Ljusne AIK FF is a Swedish football club located in Ljusne.

==Background==
Ljusne AIK FF currently plays in Division 4 Hälsingland which is the sixth tier of Swedish football. They play their home matches at the Ljusneborg in Ljusne.

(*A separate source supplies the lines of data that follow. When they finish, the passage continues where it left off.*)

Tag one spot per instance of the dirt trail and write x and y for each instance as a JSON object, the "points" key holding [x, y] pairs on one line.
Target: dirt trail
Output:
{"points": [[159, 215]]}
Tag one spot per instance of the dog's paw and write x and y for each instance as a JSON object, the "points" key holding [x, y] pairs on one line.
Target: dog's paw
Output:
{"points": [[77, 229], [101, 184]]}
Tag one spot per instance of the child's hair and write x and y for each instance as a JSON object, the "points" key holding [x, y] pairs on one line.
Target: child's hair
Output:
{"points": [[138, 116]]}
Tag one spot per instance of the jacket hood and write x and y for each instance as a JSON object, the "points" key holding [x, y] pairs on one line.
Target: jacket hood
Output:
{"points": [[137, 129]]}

The club is affiliated to Hälsinglands Fotbollförbund. In 1946–47 Ljusne AIK won the Norrländska Mästerskapet. They were also runners-up in this competition in 1931–32 and 1949–50.

==Season to season==

In their most successful period Ljusne AIK FF competed in the following divisions:

| Season | Level | Division | Section | Position | Movements |
|---|---|---|---|---|---|
| 1928–29 | Tier 3 | Division 3 | Uppsvenska | 4th |  |
| 1929–30 | Tier 3 | Division 3 | Uppsvenska | 6th |  |
| 1930–31 | Tier 3 | Division 3 | Uppsvenska | 3rd |  |
| 1931–32 | Tier 3 | Division 3 | Uppsvenska | 5th |  |
| 1932–33 | Tier 3 | Division 3 | Uppsvenska | 1st | Promoted |
| 1933–34 | Tier 2 | Division 2 | Norra | 6th |  |
| 1934–35 | Tier 2 | Division 2 | Norra | 5th |  |
| 1935–36 | Tier 2 | Division 2 | Norra | 8th |  |
| 1936–37 | Tier 2 | Division 2 | Norra | 2nd |  |
| 1937–38 | Tier 2 | Division 2 | Norra | 5th |  |
| 1938–39 | Tier 2 | Division 2 | Norra | 4th |  |
| 1939–40 | Tier 2 | Division 2 | Norra | 9th | Relegated |
| 1940–41 | Tier 3 | Division 3 | Uppsvenska Sydöstra | 1st | Promoted |
| 1941–42 | Tier 2 | Division 2 | Norra | 9th | Relegated |
| 1942–43 | Tier 3 | Division 3 | Uppsvenska Sydöstra | 1st | Promoted |
| 1943–44 | Tier 2 | Division 2 | Norra | 5th |  |
| 1944–45 | Tier 2 | Division 2 | Norra | 8th |  |
| 1945–46 | Tier 2 | Division 2 | Norra | 9th | Relegated |
| 1946–47 | Tier 3 | Division 3 | Uppsvenska Sydöstra |  | Promotion Playoffs |
| 1947–48 | Tier 3 | Division 3 | Norra | 7th |  |
| 1948–49 | Tier 3 | Division 3 | Norra | 10th | Relegated |
| 1949–50 | Tier 4 | Division 4 | Hälsingland |  | Promoted |
| 1950–51 | Tier 3 | Division 3 | Norra | 4th |  |
| 1951–52 | Tier 3 | Division 3 | Norra | 7th |  |
| 1952–53 | Tier 3 | Division 3 | Norra | 6th | Promoted |
| 1953–54 | Tier 2 | Division 2 | Norrland | 2nd |  |
| 1954–55 | Tier 2 | Division 2 | Norrland | 5th |  |
| 1955–56 | Tier 2 | Division 2 | Norrland | 7th |  |
| 1956–57 | Tier 2 | Division 2 | Norrland | 10th | Relegated |
| 1957–58 | Tier 3 | Division 3 | Södra Norrland | 5th |  |
| 1959 | Tier 3 | Division 3 | Södra Norrland | 12th | Relegated |
| 1960 | Tier 4 | Division 4 | Hälsingland | 2nd | Promoted |
| 1961 | Tier 3 | Division 3 | Södra Norrland | 10th |  |
| 1962 | Tier 3 | Division 3 | Södra Norrland | 10th | Relegated |
| 1963 | Tier 4 | Division 4 | Hälsingland | 2nd | Promoted |
| 1964 | Tier 3 | Division 3 | Södra Norrland Nedre | 7th |  |
| 1965 | Tier 3 | Division 3 | Södra Norrland Nedre | 8th |  |
| 1966 | Tier 3 | Division 3 | Södra Norrland Nedre | 9th | Relegated |
| 1967 | Tier 4 | Division 4 | Hälsingland | 3rd |  |

In recent seasons Ljusne AIK FF have competed in the following divisions:

| Season | Level | Division | Section | Position | Movements |
|---|---|---|---|---|---|
| 2006* | Tier 7 | Division 5 | Hälsingland | 1st | Promoted |
| 2007 | Tier 6 | Division 4 | Hälsingland | 3rd |  |
| 2008 | Tier 6 | Division 4 | Hälsingland | 6th |  |
| 2009 | Tier 6 | Division 4 | Hälsingland | 5th |  |
| 2010 | Tier 6 | Division 4 | Hälsingland | 2nd | Promotion Playoffs |
| 2011 | Tier 6 | Division 4 | Hälsingland |  |  |

- League restructuring in 2006 resulted in a new division being created at Tier 3 and subsequent divisions dropping a level.